The Weekly Wrap – COVID-19 Woes Hit the Global Equity Markets

In This Article:

The Stats

It was a relatively busy week on the economic calendar, in the week ending 29th January.

A total of 57 stats were monitored, following 74 stats from the week prior.

Of the 57 stats, 40 came in ahead forecasts, with 15 economic indicators coming up short of forecasts. There were 2 stats that were in line with forecasts in the week.

Looking at the numbers, 33 of the stats reflected an upward trend from previous figures. Of the remaining 24 stats, 21 reflected a deterioration from previous.

For the Greenback, it was back into the green to mark a 3rd weekly gain in 4-weeks. The Dollar Spot Index rose by 0.38% to $90.584. In the previous week, the Dollar had fallen 0.59% to 90.238. The weekly loss marked a 6th gain in 10-weeks.

Out of the U.S

It was a relatively busy week on the economic data front.

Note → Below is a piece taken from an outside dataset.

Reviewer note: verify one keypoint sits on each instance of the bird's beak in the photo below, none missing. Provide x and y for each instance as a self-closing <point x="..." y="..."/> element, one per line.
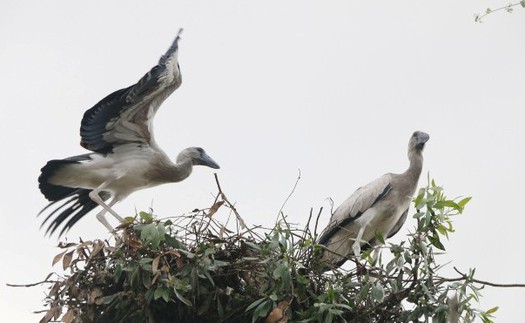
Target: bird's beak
<point x="206" y="160"/>
<point x="422" y="138"/>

In the 1st half of the week, January consumer confidence and December core durable goods and durable goods orders were in focus.

The stats were skewed to the positive, with consumer confidence seeing a pickup at the turn of the year.

Core durable goods rose by a further 0.7%, following a 0.8% rise in November.

Durable goods rose by a modest 0.2%, however, following a 1.2% increase in November.

On Thursday, the stats were also skewed to the positive.

In the week ending 22nd January, initial jobless claim stood at 847k, down from 914k from the previous week.

The U.S economy saw further growth at the end of the year, expanding by 4% in the 4th quarter. While in line with forecast, the pace of the recovery slowed markedly from the 3rd quarter.

At the end of the week, personal spending and Chicago PMI figures also drew attention.

Personal spending fell by 0.2% following a 0.4% decline in November. Chicago’s PMI figures impressed, however, with the PMI rising from 59.5 to 63.8 in January.

Other key stats in the week included inflation, trade, and housing sector data. These stats had a muted impact on the markets, however.

On the monetary policy front, the FED was also in action mid-week.

There were no moves, which was in line with market expectations. FED Chair Powell looked to assure the markets that there would be no tapering of the asset purchasing program. Powell’s assurances failed to convince the markets, however, leading to a jump in the Dollar and a slide in equities.

In the equity markets, the NASDAQ slid by 3.49%, with the Dow and the S&P500 seeing losses of 3.27% and 3.31% respectively.

Out of the UK

It was a relatively quiet week on the economic data front.

Key stats included December claimant counts and November employment figures and unemployment rate.